Gaudio maximo per la Croazia che, pur non confermando l’oro nella pallanuoto maschile, raccoglie 5 ori e altre quattro medaglie. La miglior spedizione fu quella di quattro anni fa, quando le medaglie furono 6, metà delle quali ori; per un paese di 4 milioni di abitanti un successo senza pari. Ottimo bottino per la Colombia che si porta a casa 3 ori; nelle precedenti diciotto edizioni i Cafeteros avevano portato a casa solo 2 ori, rispettivamente a Sydney 2000 e a Londra 2012.

Tra chi esce con l’amaro in bocca c’è la Cina: ma come, la terza nel medagliere è insufficiente? Sì, perché leggendo i risultati si capisce come l’onda lunga di Pechino 2008 si sia affievolita. Nell’edizione casalinga i cinesi riuscirono nell’impresa di togliere il primo posto agli Stati Uniti grazie a 51 ori e ulteriori 49 medaglie. A Londra 2012 un comprensibile calo, con le medaglie d’oro scese a 38 a cui si sono accompagnate altro 50 medaglie. A Rio de Janeiro 2016, invece, il disastro: 24 gli ori (che al massimo possono diventare 26) e altre 42 medaglie. Nel Partito non saranno certamente felici e pretenderanno sicuramente un cambio di rotta nel prossimo quadriennio; perché sfigurare in casa del nemico giapponese non è un’eventualità presa in considerazione.

È l’edizione più ricca ma il Brasile non è contento di come è andata, dal punto di vista delle medaglie, l’Olimpiade casalinga: 6 gli ori finora, numero mai raggiunto in passato.
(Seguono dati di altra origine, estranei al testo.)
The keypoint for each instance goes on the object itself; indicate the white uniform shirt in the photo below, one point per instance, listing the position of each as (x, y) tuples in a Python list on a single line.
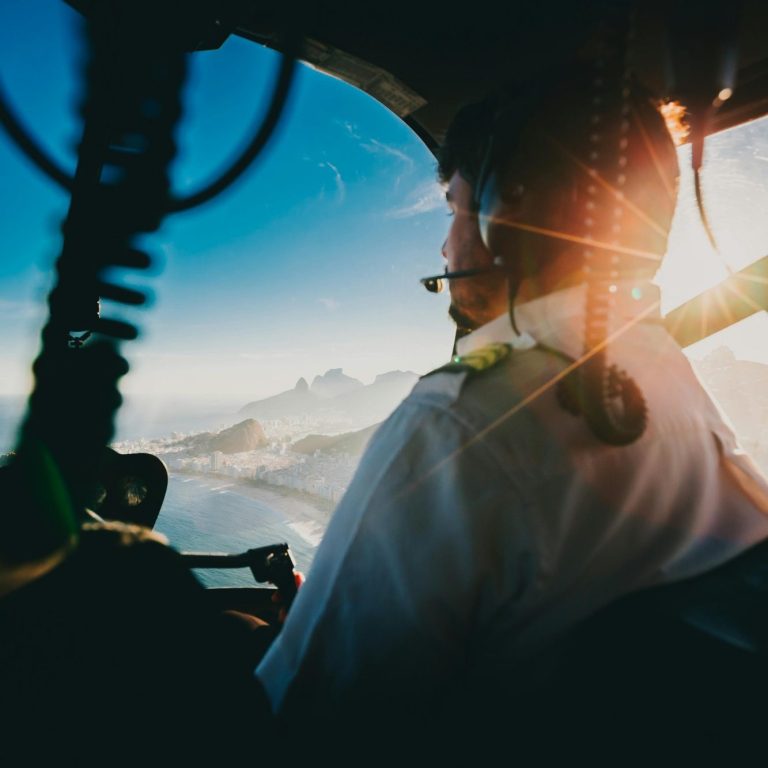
[(484, 520)]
Ma medaglie che dovrebbero toccare quota 18, solo una in più di Londra 2012 e due in più di Pechino 2008. Il boost solitamente derivante dall’appuntamento in patria non è stato sfruttato anche per qualche delusione di troppo (volley femminile, beach volley femminile, nuoto). Solo il Messico nel 1968, il Canada nel 1976 e la Grecia nel 2004 hanno ottenuto un piazzamento finale meno soddisfacente.

Sono 4 gli ori (terzo miglior risultato) e 13 le ulteriori medaglie, cifra mai toccata. Ma la Nuova Zelanda si aspettava decisamente di più; alla vigilia era accreditata di 7/8 medaglie d’oro e da Palazzo H (sede del CONI) si temeva che proprio i kiwi fossero gli acerrimi rivali dell’Italia per la decima ed ultima piazza del medagliere. Così non è stato e il popolo maori dovrà accontentarsi di un piazzamento attorno al ventesimo.

Flop per due paesi vicini dell’Est Europa: l’Ucraina si limita a 2 ori e ad altre 6 medaglie, il risultato di gran lunga peggiore della storia. Emblematico il dato relativo al totale delle medaglie: 23 ad Atlanta, 21 a Sydney, 22 ad Atene, 27 a Pechino, 19 a Londra e, come detto, 8 a Rio de Janeiro. Male anche la Bielorussia, altro peggior risultato della breve storia e pure in questo caso è utile il riepilogo storico delle medaglie: 15 ad Atlanta, 17 a Sydney, 13 ad Atene, 18 a Pechino, 12 a Londra e 7 a Rio. Passano da 4 a 1 gli ori della Repubblica Ceca, passano da 9 a 4 le medaglie della Romania. Uno oro e altre 14 medaglie per l’Azerbaigian, cinque in più di Londra; solo cinque però i podi di nativi azerbaigiani, il resto proviene da naturalizzati.